ACM, a common associated anomaly of MMC might be present preoperatively without clinical features of raised ICP (Martz DG et al, 1990). Postoperatively, sudden changes in transtentorial gradient across foramen magnum may lead to acute herniation or 'coning' and if gradual, may lead on to postoperative progressive hydrocephalus as observed in the present case. Moreover, there was no evidence of raised ICP in the preoperative period. The other common causes of delayed awakening from anaesthesia were ruled out. The presence of constricted pupils on turning the patient supine followed by a sudden spontaneous dilatation 90 minutes later was the only positive observation. Moreover, the eye movements were completely lost by 24 hours. This is consistent with transtentorial uncal herniation which might have been precipitated by the sudden fall in infratentorial pressure following sudden release of CSF from the tense sac of MMC.
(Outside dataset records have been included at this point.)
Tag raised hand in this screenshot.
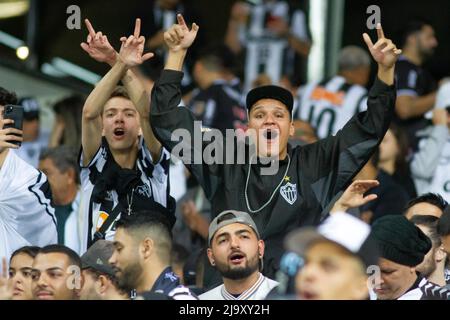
[81,19,117,66]
[363,23,402,69]
[331,180,380,213]
[0,119,23,152]
[119,19,153,68]
[164,14,199,52]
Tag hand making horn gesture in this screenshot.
[363,23,402,69]
[164,14,199,52]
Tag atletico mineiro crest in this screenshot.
[280,182,297,205]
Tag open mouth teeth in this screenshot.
[230,253,244,261]
[114,128,125,136]
[263,129,278,140]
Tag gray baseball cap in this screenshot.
[81,240,115,276]
[208,210,261,246]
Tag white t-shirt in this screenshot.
[199,273,278,300]
[293,76,367,139]
[0,150,58,259]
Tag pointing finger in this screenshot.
[177,14,187,27]
[134,18,141,39]
[84,19,95,37]
[377,23,384,39]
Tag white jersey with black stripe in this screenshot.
[293,76,367,139]
[80,137,170,254]
[0,150,58,259]
[243,1,310,90]
[199,273,279,300]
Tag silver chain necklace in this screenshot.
[127,188,134,215]
[244,153,291,213]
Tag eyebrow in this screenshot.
[19,267,33,271]
[105,107,137,112]
[252,105,287,112]
[217,229,251,239]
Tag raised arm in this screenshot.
[304,25,401,214]
[363,24,402,86]
[81,19,162,162]
[411,109,450,180]
[81,53,126,166]
[150,15,220,198]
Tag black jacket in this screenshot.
[151,70,396,277]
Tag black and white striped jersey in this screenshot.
[293,76,367,139]
[239,1,311,90]
[0,150,58,259]
[397,278,450,300]
[80,137,174,254]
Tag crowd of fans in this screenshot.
[0,0,450,300]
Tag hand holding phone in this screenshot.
[0,105,23,152]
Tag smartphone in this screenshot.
[3,104,23,147]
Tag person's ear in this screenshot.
[67,168,76,183]
[258,240,266,259]
[95,275,108,295]
[206,248,216,266]
[434,246,447,263]
[141,238,155,259]
[350,276,369,300]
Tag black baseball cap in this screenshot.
[81,240,115,276]
[208,210,261,246]
[246,85,294,114]
[284,212,379,267]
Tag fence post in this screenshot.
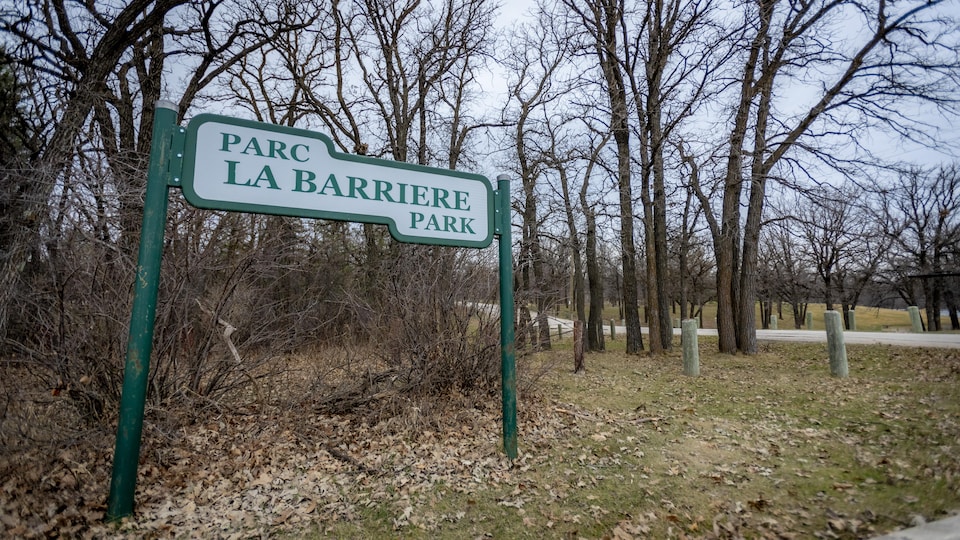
[680,319,700,377]
[907,306,923,334]
[823,310,847,378]
[573,320,587,373]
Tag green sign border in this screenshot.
[177,113,495,248]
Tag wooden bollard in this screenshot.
[573,321,587,373]
[823,310,848,378]
[680,319,700,377]
[907,306,923,334]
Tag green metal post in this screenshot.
[107,101,177,521]
[495,175,517,459]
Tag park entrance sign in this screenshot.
[181,114,494,248]
[107,101,517,520]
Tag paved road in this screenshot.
[548,317,960,349]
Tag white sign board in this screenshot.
[181,114,494,247]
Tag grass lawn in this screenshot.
[0,340,960,539]
[312,343,960,538]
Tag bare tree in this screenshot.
[563,0,643,354]
[716,0,960,353]
[879,164,960,330]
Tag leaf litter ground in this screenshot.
[0,343,960,539]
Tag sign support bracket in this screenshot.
[494,175,517,460]
[107,100,183,521]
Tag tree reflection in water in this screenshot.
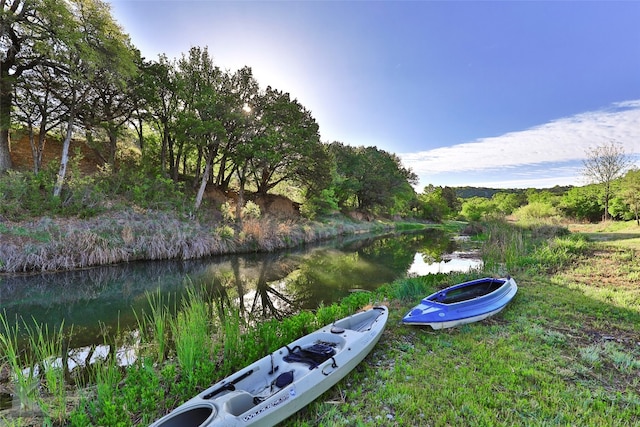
[0,229,480,348]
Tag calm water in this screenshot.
[0,230,480,347]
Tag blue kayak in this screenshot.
[402,276,518,329]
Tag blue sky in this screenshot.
[109,0,640,191]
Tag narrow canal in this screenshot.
[0,229,481,346]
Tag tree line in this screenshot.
[0,0,638,221]
[0,0,416,219]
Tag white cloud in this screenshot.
[399,100,640,187]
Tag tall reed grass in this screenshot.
[0,313,39,410]
[25,320,72,424]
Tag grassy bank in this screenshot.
[0,209,396,273]
[0,222,640,426]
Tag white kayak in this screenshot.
[151,306,389,427]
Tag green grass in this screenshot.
[4,219,640,426]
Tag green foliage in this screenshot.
[300,188,338,219]
[514,201,558,221]
[415,186,452,222]
[559,185,604,222]
[328,142,417,213]
[460,197,496,221]
[491,192,524,215]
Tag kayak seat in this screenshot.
[224,391,255,417]
[282,343,336,369]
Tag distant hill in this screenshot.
[452,185,573,199]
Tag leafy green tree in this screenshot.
[621,168,640,225]
[14,64,64,174]
[49,0,135,197]
[138,55,180,171]
[491,192,523,215]
[460,197,495,221]
[558,185,603,222]
[416,185,452,222]
[582,141,631,220]
[329,142,417,213]
[0,0,53,172]
[251,87,321,194]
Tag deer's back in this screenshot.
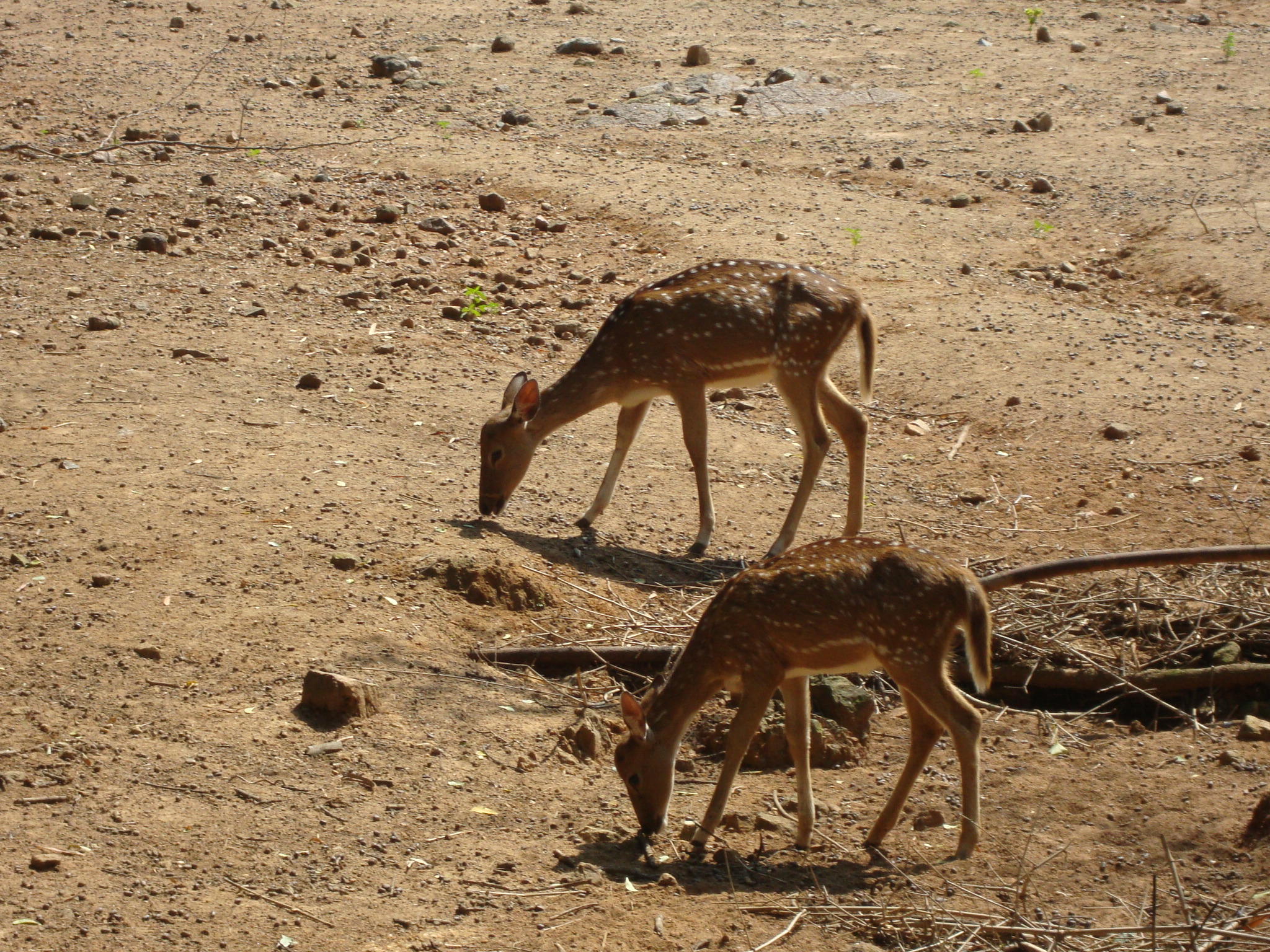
[693,537,975,674]
[587,259,861,385]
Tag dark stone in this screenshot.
[812,674,877,740]
[556,37,605,56]
[137,231,167,255]
[476,192,507,212]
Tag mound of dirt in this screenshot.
[414,557,559,612]
[687,708,864,770]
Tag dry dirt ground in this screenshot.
[0,0,1270,952]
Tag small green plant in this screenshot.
[458,284,498,320]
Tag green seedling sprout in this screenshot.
[460,284,498,320]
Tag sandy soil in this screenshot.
[0,0,1270,952]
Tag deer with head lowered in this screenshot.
[615,537,992,859]
[480,260,875,555]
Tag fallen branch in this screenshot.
[0,132,407,160]
[224,876,335,929]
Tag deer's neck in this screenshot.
[647,642,724,744]
[530,348,619,439]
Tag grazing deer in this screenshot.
[616,538,992,859]
[480,262,875,555]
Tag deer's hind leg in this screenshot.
[767,369,829,557]
[670,386,714,555]
[865,685,944,847]
[818,376,869,536]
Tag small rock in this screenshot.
[755,814,796,834]
[300,669,381,717]
[1235,715,1270,740]
[904,420,931,437]
[1028,113,1054,132]
[556,37,605,56]
[913,809,944,830]
[136,231,167,255]
[419,217,458,235]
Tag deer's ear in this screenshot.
[623,690,647,740]
[512,379,538,423]
[503,371,530,410]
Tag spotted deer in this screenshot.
[615,537,992,859]
[480,260,876,555]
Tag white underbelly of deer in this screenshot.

Postoperative CT scan may not be confirmative because a coning event may be transient with long lasting effects. Moreover, a CT scan may not pick up even a minimal displacement of brainstem, as is possible with Magnetic Resonance Imaging (MRI).


To conclude, a preoperative CT scan/MRI and fundus examination should be considered in all the patients with MMC to exclude elevated ICP, even in the absence of clinical features. Control of ICP through a shunt or drug therapy should be achieved before undertaking the excision of MMC. Measures to prevent the increase in the transtentorial pressure gradient should be considered, such as, selection of appropriate anaesthetic agents and techniques, avoidance of sudden release of pressure from the sac and adhering to a head-low position. Coning, as a possible cause of delayed awakening following anaesthesia in susceptible children should always be anticipated so that immediate measures to decrease the ICP may be timely initiated.